# PLY - Python Lex-Yacc

Author: David Beazley (https://www.dabeaz.com)

## Introduction

PLY is a zero-dependency Python implementation of the traditional
parsing tools lex and yacc. It uses the same LALR(1) parsing algorithm
as yacc and has most of its core features. It is compatible with all
modern versions of Python.

PLY was originally created in 2001 to support an Introduction to
Compilers course at the University of Chicago.  As such, it has almost
no features other than the core LALR(1) parsing algorithm.  This is by
design--students should be made to suffer. Well, at least a little
bit.  However, from a more practical point of view, there is a lot
flexibility in terms of how you decide to use it.  You can use PLY to
build Abstract Syntax Trees (ASTs), simple one-pass compilers,
protocol decoders, or even a more advanced parsing framework.

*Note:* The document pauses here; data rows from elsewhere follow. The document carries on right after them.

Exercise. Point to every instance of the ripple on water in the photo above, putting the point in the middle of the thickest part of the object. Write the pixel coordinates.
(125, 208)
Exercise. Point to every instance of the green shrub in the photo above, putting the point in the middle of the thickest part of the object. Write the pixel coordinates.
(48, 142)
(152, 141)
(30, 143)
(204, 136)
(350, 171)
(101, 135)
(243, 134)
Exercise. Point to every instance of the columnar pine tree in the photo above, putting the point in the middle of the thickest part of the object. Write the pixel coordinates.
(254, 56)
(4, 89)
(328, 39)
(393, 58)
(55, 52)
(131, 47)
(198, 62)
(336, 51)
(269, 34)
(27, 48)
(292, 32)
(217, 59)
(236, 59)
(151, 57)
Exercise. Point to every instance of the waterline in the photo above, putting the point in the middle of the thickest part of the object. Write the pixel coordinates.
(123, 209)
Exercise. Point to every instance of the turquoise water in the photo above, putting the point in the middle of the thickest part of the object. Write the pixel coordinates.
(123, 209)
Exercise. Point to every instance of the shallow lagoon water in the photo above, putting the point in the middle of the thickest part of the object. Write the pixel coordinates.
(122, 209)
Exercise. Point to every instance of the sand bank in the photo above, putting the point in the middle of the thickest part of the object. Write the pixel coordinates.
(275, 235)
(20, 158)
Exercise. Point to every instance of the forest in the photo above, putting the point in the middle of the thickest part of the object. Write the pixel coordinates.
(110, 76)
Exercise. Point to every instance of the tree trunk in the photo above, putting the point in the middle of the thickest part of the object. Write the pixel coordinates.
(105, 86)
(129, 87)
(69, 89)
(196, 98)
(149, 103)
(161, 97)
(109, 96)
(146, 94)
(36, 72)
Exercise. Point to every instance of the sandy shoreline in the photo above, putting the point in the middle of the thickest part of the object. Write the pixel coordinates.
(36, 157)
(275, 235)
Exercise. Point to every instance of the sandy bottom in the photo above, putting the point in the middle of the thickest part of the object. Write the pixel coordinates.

## Important Notice - October 27, 2022

The PLY project will make no further package-installable releases.
If you want the latest version, you'll need to download it here
or clone the repo.

## Requirements

The current release of PLY requires the use of Python 3.6 or
greater. If you need to support an older version, download one of the
historical releases at https://github.com/dabeaz/archive/tree/main/ply.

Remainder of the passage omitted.